Good shooter = UT99 or Touhou (depending on the meaning of shooter), and Touhou plays nice on gamepad.
Except that Touhou games aren't FPS or shooters(very loose definition to call it a proper genre if you ask me, but generally used to refer to FPSs) are Danmaku/Bullet Hell/shmup, very different genre.
Good'ol FPS aimed for keyboard alone. Wolfestein 3D, DooM and others from that time played nice with keyboard.
God, whenever I hear people crying foul about how gaming is dead and how the classics were so much better I imagine an old folks home with grandpas and grandmas waving their walking sticks at the whippersnappers outside, yelling that they should turn their noise aka rock music down. That's what's actually happening here - you're getting old. You're grumpy and you grasp at the few straws of childhood memories you have in the vain attempt at being young again. Games haven't gotten any worse, in fact, they're becoming increasingly good and they're too much for you to handle anymore. It's like the 90's again when people couldn't fathom how a platformer could work in three dimensions and vowed to never pick up a 32-bit system, I'm seeing it all over again. I've got bad news for ya - the "good 'ol days" sucked and they're not coming back, shave that handlebar mustache, old be gone, embrace the new.
Foxy, just say "I remember Cranky Kong" two words that resume all your post.
I argue that, if you have a good chance of evading them once you learn where they are, traps and enemies aren't unfair. Compare it to Guitar Hero and rhythm games, where the only way to complete with a perfect score is to learn the part by heart, it's impossible to do by reflexes alone. Difficult, yes. Unfair, no.
Besides, frustration is cathartic. Wanting to hurl the controller into a wall is the hallmark of a truly cleansing experience
And more and more developers make their games online-only because it's easier than developing a single-player campaign.
If they have memory problems, they can take ginkgo biloba
Presenting a player with a challenge that cannot be overcome is not challenging, it's a "f*ck you". It's the equivalent of hitting a sleeping person in the face with a shovel and laughing "Ha ha! Idiot!" - Funny? Yes. Fair? No.
If there's no chance to plan, predict and dodge, there's no challenge. An obstacle isn't challenging unless the player is aware of it and if the only way to find out that it's there is to die, it's poorly designed. If memorizing the level is the only way to win, it's just a poorly-designed game.

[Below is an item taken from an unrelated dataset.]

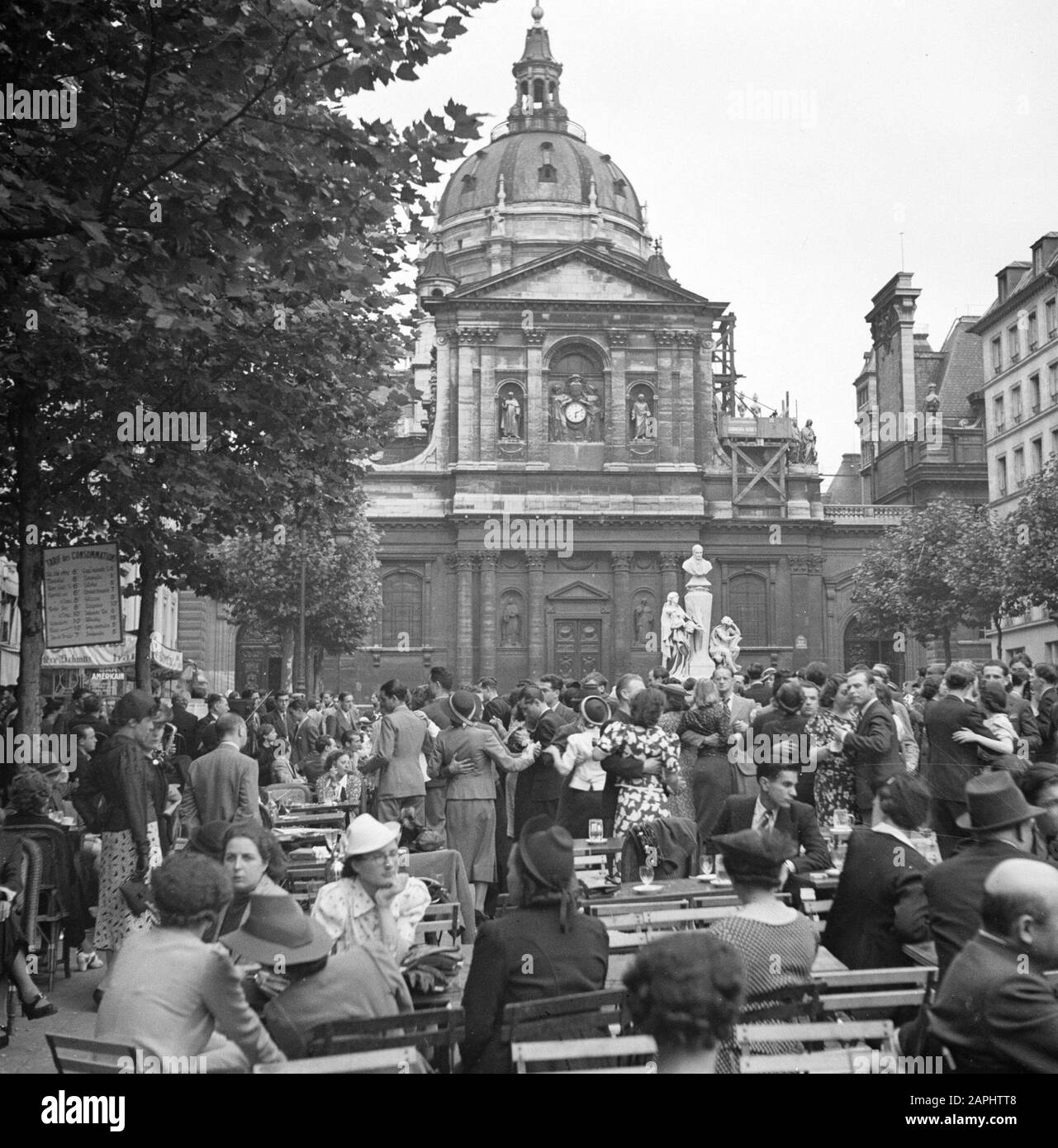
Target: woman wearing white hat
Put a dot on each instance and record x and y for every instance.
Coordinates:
(373, 901)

Even in Guitar Hero you can see the button inputs coming your way, the game tells you what to do and whether you do it or not is a matter of your eye-hand co-ordination, not memorization. The moment you start memorizing the song is the moment when you stopped playing a video game and started being a robot.
As for multiplayer games being "easier to make", I'd argue that they necessitate a different kind of design, but they're not necessarily easier to make. Multiplayer games present different kinds of challenges to the developers - multiplayer maps are different than singleplayer maps, there's issues with balancing, mitigating lag and ping issues, introducing fun game modes etc. - it's just a different kind of development.

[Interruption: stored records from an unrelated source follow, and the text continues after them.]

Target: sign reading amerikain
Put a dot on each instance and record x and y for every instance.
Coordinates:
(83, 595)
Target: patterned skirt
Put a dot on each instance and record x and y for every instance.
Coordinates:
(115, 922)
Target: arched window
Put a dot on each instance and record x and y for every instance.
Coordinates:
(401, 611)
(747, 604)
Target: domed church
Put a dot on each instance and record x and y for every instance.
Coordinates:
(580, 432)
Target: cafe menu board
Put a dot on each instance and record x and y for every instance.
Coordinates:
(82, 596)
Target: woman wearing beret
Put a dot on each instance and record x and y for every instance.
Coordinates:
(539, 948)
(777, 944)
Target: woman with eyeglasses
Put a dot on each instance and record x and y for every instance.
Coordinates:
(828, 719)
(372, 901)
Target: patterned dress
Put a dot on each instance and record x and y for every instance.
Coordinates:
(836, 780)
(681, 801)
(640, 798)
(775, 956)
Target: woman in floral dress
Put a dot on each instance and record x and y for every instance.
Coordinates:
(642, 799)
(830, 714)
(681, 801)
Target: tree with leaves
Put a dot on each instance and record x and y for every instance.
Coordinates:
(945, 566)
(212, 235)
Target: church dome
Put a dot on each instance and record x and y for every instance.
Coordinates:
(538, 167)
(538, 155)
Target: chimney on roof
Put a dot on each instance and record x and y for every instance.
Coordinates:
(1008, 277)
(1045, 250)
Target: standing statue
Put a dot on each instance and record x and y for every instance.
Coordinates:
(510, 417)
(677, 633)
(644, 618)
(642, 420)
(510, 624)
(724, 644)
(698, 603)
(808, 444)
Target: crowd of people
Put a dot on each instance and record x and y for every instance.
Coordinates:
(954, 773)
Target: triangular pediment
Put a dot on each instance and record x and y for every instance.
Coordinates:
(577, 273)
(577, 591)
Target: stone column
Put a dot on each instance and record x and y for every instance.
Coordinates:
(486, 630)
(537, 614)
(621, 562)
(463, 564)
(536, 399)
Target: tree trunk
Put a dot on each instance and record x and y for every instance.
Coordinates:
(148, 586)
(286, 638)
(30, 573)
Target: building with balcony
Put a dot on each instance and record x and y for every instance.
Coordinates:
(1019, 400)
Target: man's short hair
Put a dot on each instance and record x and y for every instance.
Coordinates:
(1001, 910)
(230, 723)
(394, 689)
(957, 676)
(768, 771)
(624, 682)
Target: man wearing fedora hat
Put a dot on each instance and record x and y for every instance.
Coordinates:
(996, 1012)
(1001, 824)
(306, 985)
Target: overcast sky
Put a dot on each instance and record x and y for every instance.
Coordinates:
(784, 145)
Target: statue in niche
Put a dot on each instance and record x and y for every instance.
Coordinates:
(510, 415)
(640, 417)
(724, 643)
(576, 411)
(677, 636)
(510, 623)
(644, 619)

To say truth, neither of you is correct. you two are approaching the problem from the wrong angle.
A game doesn't need to play like other games, for example, normally in a game where you have a gun to shoot you just go and shoot everything in the screen and leave nobody alive, correct??
Then a revolutionary game came, Metal Gear, you can't go and blindly shoot at everything like other games, is this game unfair for that?? nope, it just plays differently than usual.
Same thing happen with the so called "unfair" games, they just play differently. you start playing the game walk a few steps and suddenly, the floor isn't there anymore, but it happened something similar to the blocks a character stepped on in the background before so you had a clue that something was wrong. or maybe you see an object too suspicious to be good, or a convenient platform so convenient that could let you get past that obstacle, but wait, you step on it and it wasn't a platform it was a sword that looked as a platform thanks to 2D vision and your character got sliced in half.
in "unfair" games you CAN find hints of danger and can let you progress a little more, but the objective of those games IS TO PREVENT YOU FROM ADVANCING and often will tackle something without a hint.
Much like Metal Gear has a focus on stealth instead of trigger happy action, unfair games have a focus on trial and error instead of well timed jumps.